What is best in life? No, no – no enemy crushing, or anything like that (although I’m as partial to a touch of schadenfreude as the next person). Safety for yourself and loved ones, a sense of purpose, and a feeling of accomplishment or progress. Maybe? I think I’m a bit trying to squish it into the “3 statements format”. This morning I was thinking a bit about feeling accomplished, and wondering how and why sometimes I feel okay with how much I’ve gotten done, while other days I feel frustrated and thwarted in my attempts.  After all, crossing things off my to-do list is a bit like subtracting from infinity; it’s not like it gets any smaller.

I woke late this morning and given everything else we have planned for the day, I had to abandon my plan for a long run – or at least leave it for the evening, which is often a dangerous prospect. But I’m feeling pretty okay about things. I’m not experiencing the sweaty trapped anger and disappointment in myself (that I would then project onto others) that had become so common when I didn’t manage to get to something I’d planned to do.
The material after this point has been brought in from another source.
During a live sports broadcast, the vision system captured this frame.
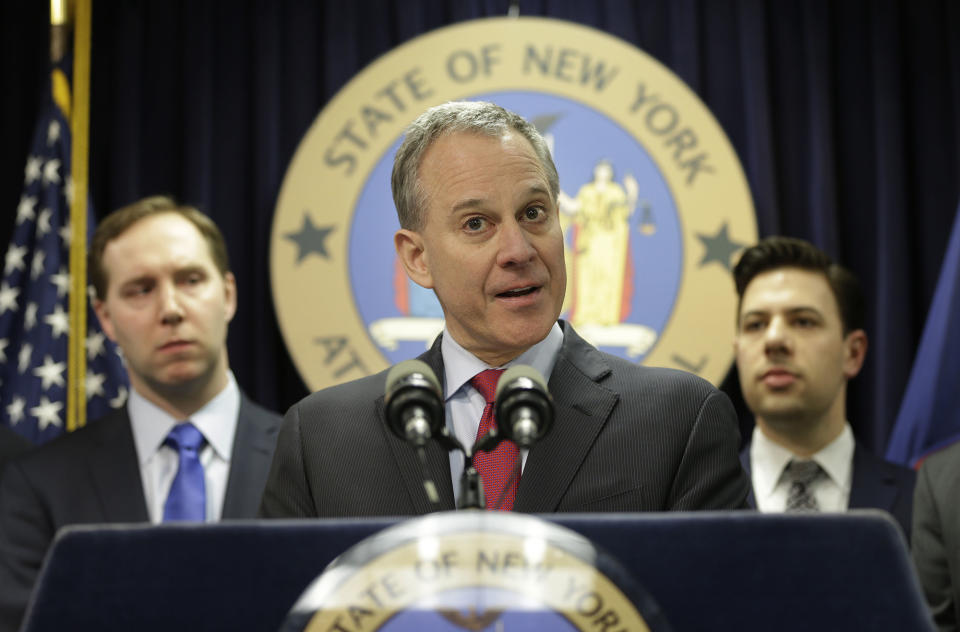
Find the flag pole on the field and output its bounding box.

I’m not really very good at “being gentle” with myself. I feel like I need to be constantly vigilant lest I “get away” with something – like being lazy, or greedy or not meeting whatever commitment I’ve made. So, when some obstacle comes up that gets in the way of my meeting an expected goal, I feel like I need to dig down and find the cause, and usually the cause is something I’ve done or failed to do, so then it’s berate o’clock.
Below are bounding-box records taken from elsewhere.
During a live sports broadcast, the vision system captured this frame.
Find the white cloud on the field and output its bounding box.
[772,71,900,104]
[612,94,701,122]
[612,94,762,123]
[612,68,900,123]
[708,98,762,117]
I don’t have time to run this morning because I stayed awake too late last night, because I couldn’t sleep, because I’d had a nap during the day, because of Jet-Lag. Okay, not my fault? Or… I didn’t have time to run this morning because I stayed awake too late last night, because I was watching Orphan Black and got myself wound up drawing and reading the internet, and because I had an extended nap during the day that was way too long, despite the fact that I had a touch of Jet Lag, that wouldn’t have been so bad in the first place if I had just gotten over myself and slept a bit more during my travels.

It’s pretty much the same story, but one version is dressed up in a hell of a lot more blame than the other. Which one do I pick, and why? Today I’m leaning towards the first version, but why? What makes the difference in when I choose to beat myself up, when do I summon that Pointy Plague Doctor to whip me into shape? I think it’s got to do with space. I have more space and time in my life right now, so I’m not catapulted into an “emergency” situation where the failure to complete one task results in catastrophising my entire existence, panicking that I’m never going to complete anything, and destined to live in mediocrity and failure.
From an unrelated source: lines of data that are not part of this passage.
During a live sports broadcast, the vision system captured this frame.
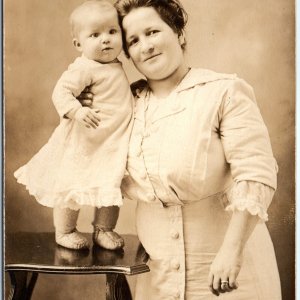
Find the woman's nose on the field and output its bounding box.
[141,40,154,53]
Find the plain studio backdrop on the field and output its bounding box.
[4,0,295,300]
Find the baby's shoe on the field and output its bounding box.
[55,228,90,250]
[93,226,124,250]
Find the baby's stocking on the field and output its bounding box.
[53,207,89,249]
[93,206,124,250]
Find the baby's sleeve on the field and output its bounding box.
[52,68,92,118]
[220,79,278,221]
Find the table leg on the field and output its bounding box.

That seems fairly arbitrary, doesn’t it? Wouldn’t I be happier if I could just choose to always tell myself the gentler story in these situations? When I even imagine doing that though, something rises inside of me going “But! But! But!”. There’s such a strong fear that if I don’t have some strict, internal manager, then I’m going to lounge about an never do anything. I guess I don’t trust myself all that much. I know, that seems a pretty weird statement, even to me, because after all it’s me who’s doing the internal managing and berating. Doesn’t all the science and economics say that you get more out of your employees with kindness and understanding? Even if I just approach this out of logic, rather than compassion, wouldn’t it make more sense to be a little gentler with myself?

I guess these habits have built up over nearly 40 years, these parts of me developed in response to some kind of perceived danger, and their doing the best job they know how to do, given the environment that created them. Trying to tell myself to “just stop thinking like that” or “just stop doing that, think differently, get rid of that mode of behaviour” just results in a panic reaction where those strong internal managers double-down and get even more intense.

But maybe I can think about other ways of introducing some space into my life, especially during times of more busyness and stress. Maybe I can find a pause to breath and think before that cranky manager completely takes over. And maybe these are the months to practice that.